As an illustrative example we consider the data from Stevens (2012) that appeared originally in Ambrose (1985). The data in Table 8 represent average ratings on three performance aspects (rhythm, intonation and tempo) of two groups of elementary school children that received instruction in clarinet. The experimental group (1) had programmed instruction, while the control group (2) had traditional classroom instruction.

Table 8 Performance aspects ratings

Suppose a researcher wants to examine the effects of instruction on these performance aspects. If these aspects are normally distributed and independent random variables, a separate univariate analysis of variance for each variable is recommended. However, if this is not the case, the researcher should either use some nonparametric procedure (in case of non-normality) or a multivariate analysis of variance (in presence of correlation). Hence, our test is handy to make a decision about the appropriate procedure.

Applying the test on data from Table 8 we get the p-values of 0.12 (group 1) and 0.19 (group 2) and therefore the recommendation for the researcher is to examine the effects using the univariate analysis of variance.

Appendix

Proof of Theorem 2.1

Our proof is based on the analysis of the characteristic function. We denote the characteristic function of W by \(\varphi _{W}(\cdot )\). We write \((a,b)=r(\tilde{a},\tilde{b})\) where \((\tilde{a},\tilde{b})\) belongs to the unit sphere of \({\mathbb {R}}^{n+m}\), i.e. \(r=\sqrt{\Vert a\Vert ^2+\Vert b\Vert ^2}\).

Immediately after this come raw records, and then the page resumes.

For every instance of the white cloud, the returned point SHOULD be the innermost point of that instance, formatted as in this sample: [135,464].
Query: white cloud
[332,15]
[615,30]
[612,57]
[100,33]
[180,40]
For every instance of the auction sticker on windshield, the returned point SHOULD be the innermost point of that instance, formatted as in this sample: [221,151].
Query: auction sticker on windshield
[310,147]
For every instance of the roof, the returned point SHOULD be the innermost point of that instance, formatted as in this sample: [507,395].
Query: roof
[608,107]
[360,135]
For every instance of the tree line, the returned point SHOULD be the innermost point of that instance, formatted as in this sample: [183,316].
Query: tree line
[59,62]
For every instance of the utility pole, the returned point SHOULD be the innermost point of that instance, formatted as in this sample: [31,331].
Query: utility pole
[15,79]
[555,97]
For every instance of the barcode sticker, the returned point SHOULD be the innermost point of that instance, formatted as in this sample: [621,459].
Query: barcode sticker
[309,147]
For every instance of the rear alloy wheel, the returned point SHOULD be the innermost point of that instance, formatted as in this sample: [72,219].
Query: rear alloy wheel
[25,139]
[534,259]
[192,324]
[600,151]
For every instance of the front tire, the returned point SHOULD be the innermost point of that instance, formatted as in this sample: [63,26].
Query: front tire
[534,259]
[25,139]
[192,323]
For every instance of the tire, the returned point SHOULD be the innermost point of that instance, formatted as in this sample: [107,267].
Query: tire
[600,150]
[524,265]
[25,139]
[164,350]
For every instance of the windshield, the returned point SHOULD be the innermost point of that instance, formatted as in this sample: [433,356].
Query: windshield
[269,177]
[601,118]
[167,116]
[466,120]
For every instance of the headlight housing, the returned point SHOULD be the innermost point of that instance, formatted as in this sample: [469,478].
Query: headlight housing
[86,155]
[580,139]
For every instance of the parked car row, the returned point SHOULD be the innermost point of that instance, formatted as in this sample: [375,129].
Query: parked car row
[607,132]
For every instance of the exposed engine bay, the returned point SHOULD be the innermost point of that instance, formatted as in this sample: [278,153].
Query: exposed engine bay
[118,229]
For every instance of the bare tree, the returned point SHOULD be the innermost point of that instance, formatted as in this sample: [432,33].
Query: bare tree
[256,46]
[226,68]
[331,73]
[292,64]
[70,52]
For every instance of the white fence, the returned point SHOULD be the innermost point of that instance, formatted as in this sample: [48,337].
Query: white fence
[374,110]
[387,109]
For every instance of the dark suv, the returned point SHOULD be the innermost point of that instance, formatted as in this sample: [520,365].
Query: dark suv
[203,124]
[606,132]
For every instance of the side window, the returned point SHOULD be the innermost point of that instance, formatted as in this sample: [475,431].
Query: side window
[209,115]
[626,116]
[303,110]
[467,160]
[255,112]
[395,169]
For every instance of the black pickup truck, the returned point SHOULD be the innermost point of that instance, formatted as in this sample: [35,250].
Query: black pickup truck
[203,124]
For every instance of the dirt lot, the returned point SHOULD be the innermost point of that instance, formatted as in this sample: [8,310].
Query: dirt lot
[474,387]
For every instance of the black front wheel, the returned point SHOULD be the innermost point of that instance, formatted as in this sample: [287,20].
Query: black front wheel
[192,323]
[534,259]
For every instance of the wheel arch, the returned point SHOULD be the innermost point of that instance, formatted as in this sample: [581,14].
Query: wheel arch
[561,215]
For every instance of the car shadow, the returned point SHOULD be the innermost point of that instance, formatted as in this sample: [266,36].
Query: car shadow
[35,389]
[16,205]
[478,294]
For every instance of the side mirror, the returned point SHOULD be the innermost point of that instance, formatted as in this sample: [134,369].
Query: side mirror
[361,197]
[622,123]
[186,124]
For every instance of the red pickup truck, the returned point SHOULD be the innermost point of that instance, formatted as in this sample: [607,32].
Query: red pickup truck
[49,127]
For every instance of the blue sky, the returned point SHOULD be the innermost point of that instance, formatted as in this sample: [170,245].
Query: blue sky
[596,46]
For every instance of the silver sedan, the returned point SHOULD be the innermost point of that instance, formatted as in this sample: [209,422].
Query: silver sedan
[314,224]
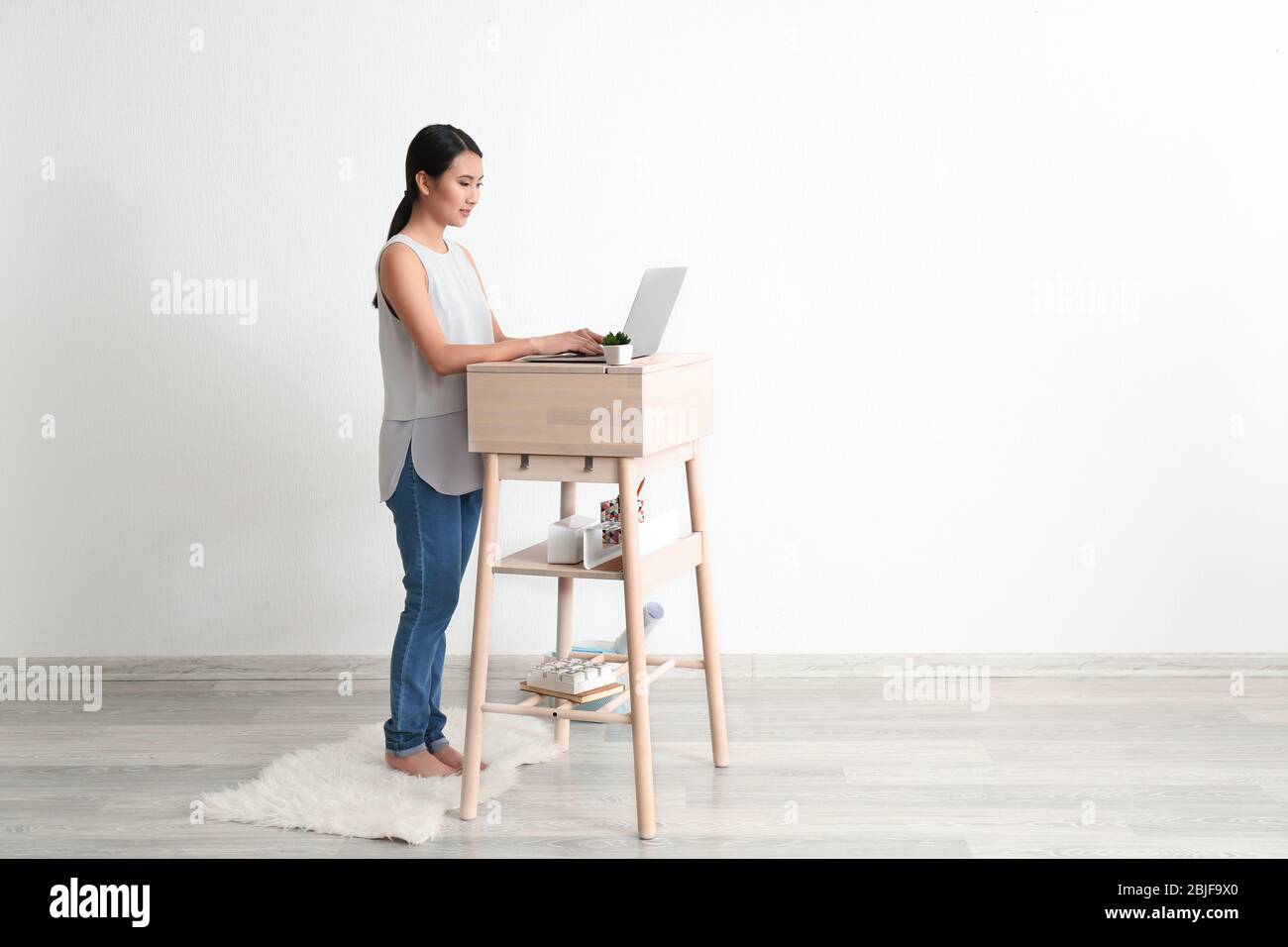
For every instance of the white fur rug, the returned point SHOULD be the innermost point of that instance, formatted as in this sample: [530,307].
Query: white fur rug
[348,789]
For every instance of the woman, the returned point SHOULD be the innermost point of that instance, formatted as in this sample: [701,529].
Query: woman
[434,320]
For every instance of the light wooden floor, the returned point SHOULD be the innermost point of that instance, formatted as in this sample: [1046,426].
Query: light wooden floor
[1083,767]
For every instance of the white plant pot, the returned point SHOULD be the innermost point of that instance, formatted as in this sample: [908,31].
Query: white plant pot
[617,355]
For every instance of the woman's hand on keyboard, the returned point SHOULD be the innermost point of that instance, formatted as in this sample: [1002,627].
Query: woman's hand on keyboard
[581,342]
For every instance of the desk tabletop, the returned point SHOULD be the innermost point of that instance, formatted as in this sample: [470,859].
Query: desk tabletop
[639,367]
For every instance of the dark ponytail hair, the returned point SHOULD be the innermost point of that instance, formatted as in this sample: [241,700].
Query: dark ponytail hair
[432,151]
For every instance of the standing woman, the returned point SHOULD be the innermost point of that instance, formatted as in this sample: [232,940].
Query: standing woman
[434,320]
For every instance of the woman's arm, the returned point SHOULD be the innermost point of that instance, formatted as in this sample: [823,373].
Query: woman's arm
[403,283]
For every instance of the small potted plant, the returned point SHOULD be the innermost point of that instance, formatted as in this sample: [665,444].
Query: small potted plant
[617,348]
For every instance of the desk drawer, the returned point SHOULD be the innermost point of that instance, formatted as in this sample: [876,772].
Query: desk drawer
[579,410]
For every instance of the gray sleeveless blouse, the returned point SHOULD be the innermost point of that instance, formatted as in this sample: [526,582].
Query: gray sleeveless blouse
[425,411]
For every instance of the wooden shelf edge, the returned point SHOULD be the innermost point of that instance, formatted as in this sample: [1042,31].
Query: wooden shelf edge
[656,567]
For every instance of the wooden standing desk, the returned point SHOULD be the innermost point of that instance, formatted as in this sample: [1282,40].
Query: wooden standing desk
[592,423]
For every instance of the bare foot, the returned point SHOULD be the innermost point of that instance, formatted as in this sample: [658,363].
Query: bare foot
[451,757]
[423,763]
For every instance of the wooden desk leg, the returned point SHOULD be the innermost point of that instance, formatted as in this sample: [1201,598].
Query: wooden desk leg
[482,633]
[636,652]
[563,633]
[707,616]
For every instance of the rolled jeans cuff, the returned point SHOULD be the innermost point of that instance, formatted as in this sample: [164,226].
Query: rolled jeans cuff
[410,751]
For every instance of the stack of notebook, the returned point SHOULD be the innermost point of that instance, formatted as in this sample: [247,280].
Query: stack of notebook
[574,678]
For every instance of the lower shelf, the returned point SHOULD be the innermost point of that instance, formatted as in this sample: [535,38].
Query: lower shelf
[655,569]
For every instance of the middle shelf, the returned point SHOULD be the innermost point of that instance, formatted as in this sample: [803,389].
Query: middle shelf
[655,569]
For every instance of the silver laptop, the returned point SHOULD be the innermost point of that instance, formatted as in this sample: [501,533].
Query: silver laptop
[647,321]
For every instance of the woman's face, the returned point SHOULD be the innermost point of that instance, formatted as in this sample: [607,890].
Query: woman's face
[451,198]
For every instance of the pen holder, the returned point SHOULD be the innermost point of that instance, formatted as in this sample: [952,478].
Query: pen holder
[610,512]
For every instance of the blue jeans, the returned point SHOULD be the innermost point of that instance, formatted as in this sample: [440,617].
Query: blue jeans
[436,535]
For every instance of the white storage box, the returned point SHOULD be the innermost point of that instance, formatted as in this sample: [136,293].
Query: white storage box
[563,544]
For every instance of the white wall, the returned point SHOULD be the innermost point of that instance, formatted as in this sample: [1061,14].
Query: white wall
[997,287]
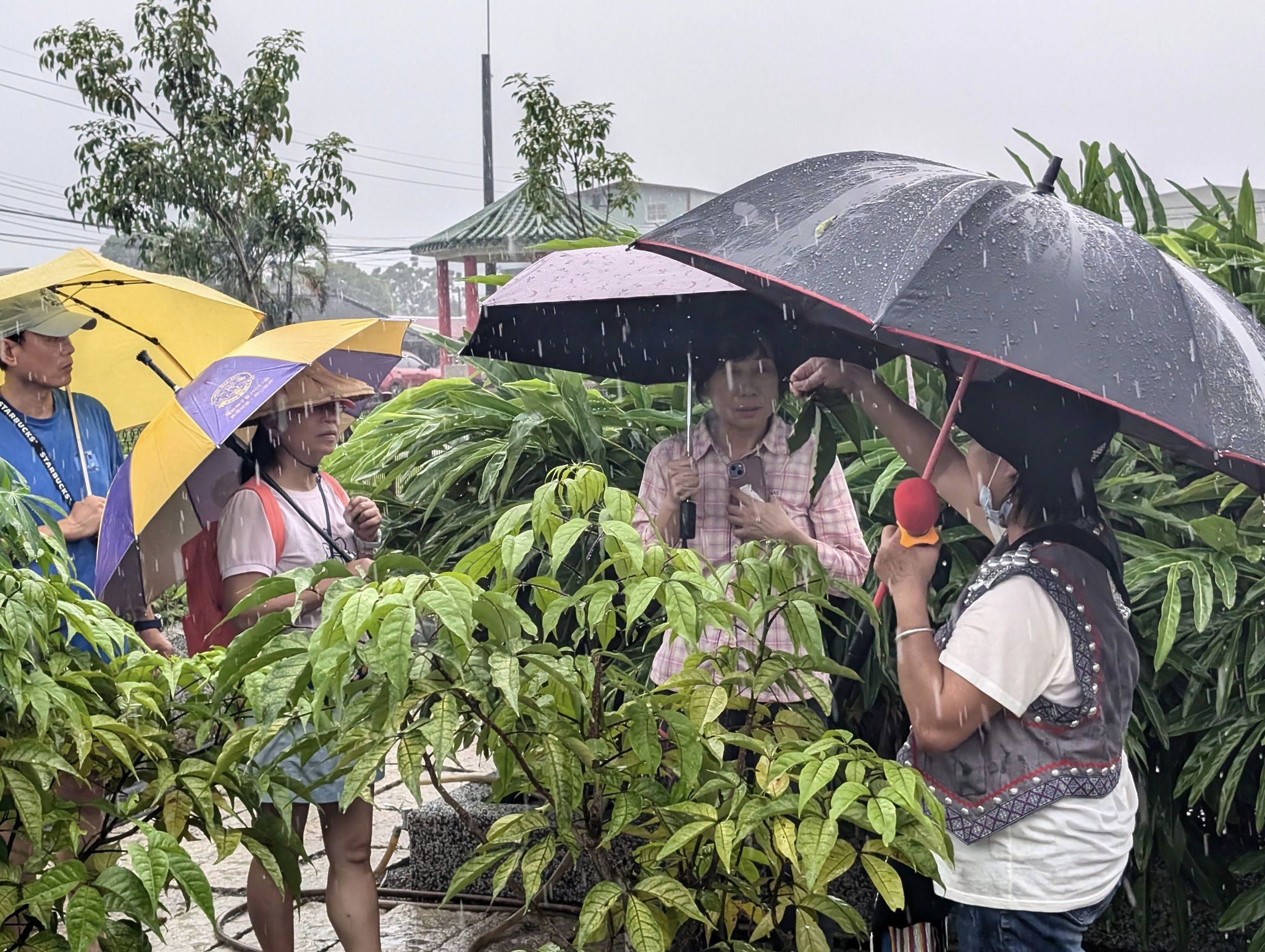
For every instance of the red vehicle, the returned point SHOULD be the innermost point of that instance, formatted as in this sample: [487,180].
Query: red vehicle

Thus for \(r>0\) and \(t\in {\mathbb {R}}\), we have

$$\begin{aligned} \varphi _{\frac{\langle a,{\mathrm X}\rangle +\langle b,{\mathrm Y}\rangle +A+B}{r}}(t)=\varphi _{\langle \tilde{a},{\mathrm X}\rangle +\langle \tilde{b},{\mathrm Y}\rangle +\frac{A+B}{r}}(t). \end{aligned}$$

(11)

Under the hypothesis, the left hand side of (11) does not depend on \((\tilde{a},\tilde{b})\) (equivalently, it depends on r), and thus the limit on the right hand side

$$\begin{aligned} \varphi _{\langle \tilde{a},{\mathrm X}\rangle +\langle \tilde{b},{\mathrm Y}\rangle +\frac{A+B}{r}}(t)\xrightarrow {r\rightarrow + \infty }\varphi _{\langle \tilde{a},{\mathrm X}\rangle +\langle \tilde{b},{\mathrm Y}\rangle }(t), \end{aligned}$$

does not depend on \((\tilde{a},\tilde{b})\). In particular, we have that the distribution of a statistic

$$\begin{aligned} \langle {a},{\mathrm X}\rangle +\langle {b},{\mathrm Y}\rangle =(\langle \tilde{a},{\mathrm X}\rangle +\langle \tilde{b},{\mathrm Y}\rangle )\sqrt{\Vert a\Vert ^2+\Vert b\Vert ^2} \end{aligned}$$

depends on \(\Vert {a}\Vert ^2+\Vert {b}\Vert ^2\) only. Let

$$\begin{aligned} h(\Vert {a}\Vert ^2+\Vert {b}\Vert ^2)=Ee^{i(\langle a,{\mathrm X}\rangle +\langle b,{\mathrm Y}\rangle )}. \end{aligned}$$

Because of the independence of \({\mathrm X}\) and \({\mathrm Y}\), we may write

$$\begin{aligned} h(\Vert {a}\Vert ^2+\Vert {b}\Vert ^2)=Ee^{i\langle a,{\mathrm X}\rangle } Ee^{i\langle b,{\mathrm Y}\rangle }=\varphi _{\mathrm X}(a)\varphi _{\mathrm Y}(b). \end{aligned}$$

(12)

Evaluating (12) first when \(a= \mathbf { 0}\in {\mathbb {R}}^m\) and then when \(b=\mathbf { 0}\in {\mathbb {R}}^n\), we get

$$\begin{aligned} h(\Vert {b}\Vert ^2)=\varphi _{\mathrm Y}(b)\text { and }h(\Vert {a}\Vert ^2)=\varphi _{\mathrm X}(a), \end{aligned}$$

respectively. Substituting this into (12), we obtain

$$\begin{aligned} h(\Vert {a}\Vert ^2+\Vert {b}\Vert ^2)=h(\Vert {a}\Vert ^2)h(\Vert {b}\Vert ^2). \end{aligned}$$

Note that \(h(\cdot )\) is continuous, hence by multiplicative Cauchy functional equation we get

$$\begin{aligned} h\left( \Vert {a}\Vert ^2+\Vert {b}\Vert ^2\right) =e^{c(\Vert {a}\Vert ^2+\Vert {b}\Vert ^2)}. \end{aligned}$$

Substituting \(a=(a_1,0,0,\dots ,0)\) and \(b=\mathbf { 0}\) in this equation, we see that it can be read as

$$\begin{aligned} Ee^{i{\mathrm X}_1a_1}=e^{ca_1^2}, \text { i.e.}\,{\mathrm X}_1\,\text { has a normal distribution, with zero mean.} \end{aligned}$$

Using this line of reasoning to other random variables, we see that \({\mathrm X}_i\) and \({\mathrm Y}_j\) have the same normal distribution, with zero mean. The independence of random variables \({\mathrm X}_1,\dots , {\mathrm X}_m\) follows from the observation that for all \(a=(a_1,\dots ,a_m)\in {\mathbb {R}}^m\)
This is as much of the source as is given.